11 Let \( y=g(x) \) be the solution to the differential equation \( \frac{d y}{d x}=x y-2 \) with the initial condition \( g(2)=-1 \). What is the approximation for \( g(1) \) if Euler's method is used, starting at \( x=2 \) with two steps of equal size?

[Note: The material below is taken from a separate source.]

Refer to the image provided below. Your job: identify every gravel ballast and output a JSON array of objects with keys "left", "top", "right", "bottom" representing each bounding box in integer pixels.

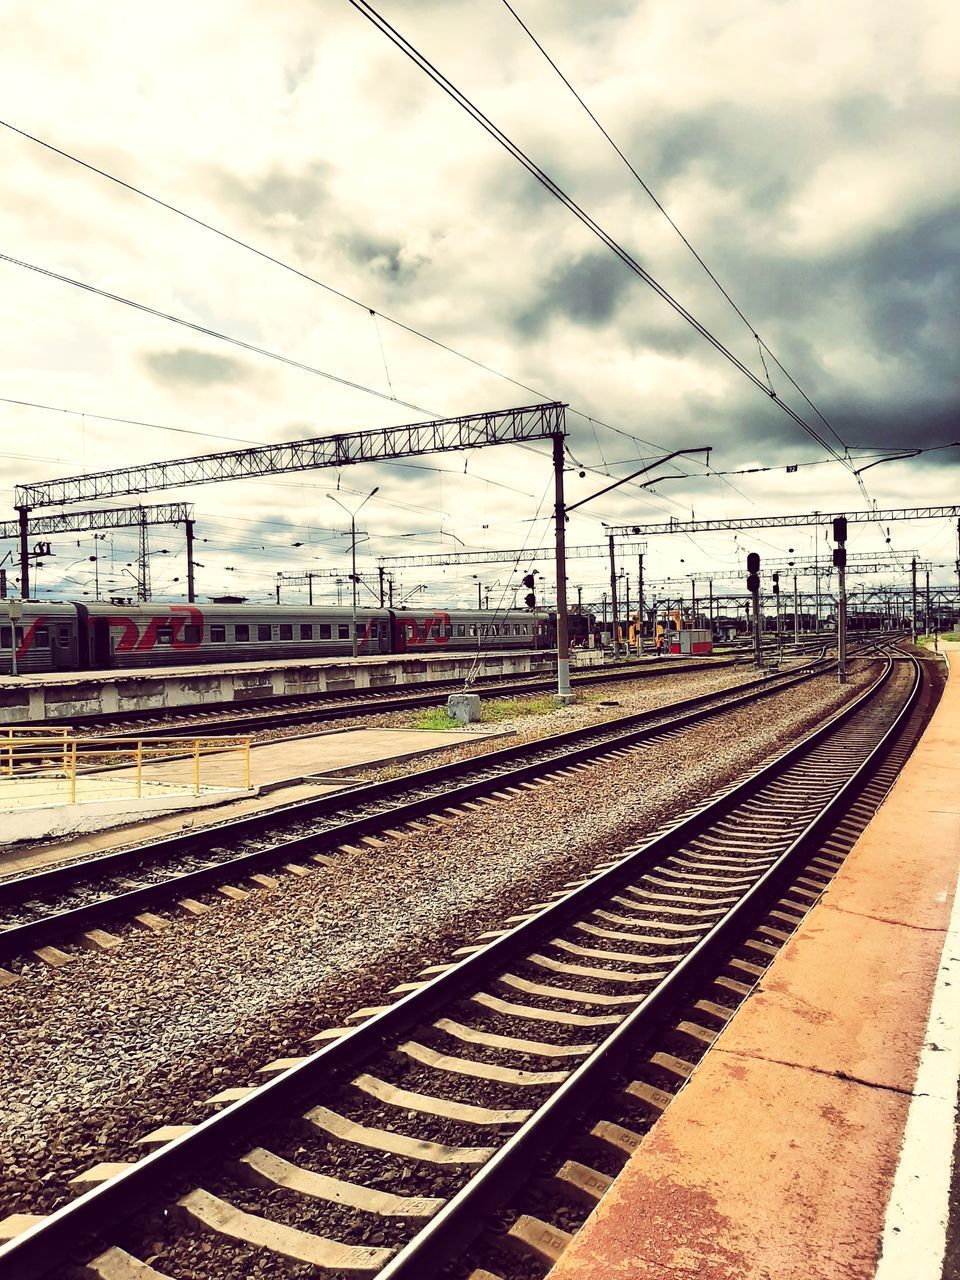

To apply Euler's method to approximate \( g(1) \), starting at \( x = 2 \) with two steps of equal size, we first determine the step size. We want to find \( g(1) \) and start from \( x=2 \) to \( x=1 \). The interval from \( 2 \) to \( 1 \) has a length of \( 1 \), so for two equal steps, the step size \( h \) is: \[ h = \frac{2 - 1}{2} = 0.5 \] Now we know that we will calculate approximations at \( x=2 \) and \( x=1.5 \), and then at \( x=1 \). 1. Starting point: \( g(2) = -1 \) 2. The derivative from the differential equation gives us \( \frac{dy}{dx} = xy - 2 \). At \( x = 2 \): \[ \frac{dy}{dx} = 2(-1) - 2 = -2 - 2 = -4 \] Using Euler's method to find \( g(1.5) \): \[ g(1.5) \approx g(2) + h \cdot \frac{dy}{dx} = -1 + 0.5 \cdot (-4) = -1 - 2 = -3 \] Now we use the new value \( g(1.5) = -3 \) to find \( g(1) \): 3. At \( x = 1.5 \): \[ \frac{dy}{dx} = 1.5(-3) - 2 = -4.5 - 2 = -6.5 \] Using this to calculate \( g(1) \): \[ g(1) \approx g(1.5) + h \cdot \frac{dy}{dx} = -3 + 0.5 \cdot (-6.5) = -3 - 3.25 = -6.25 \] Thus, the approximation for \( g(1) \) using Euler's method is \[ \boxed{-6.25} \]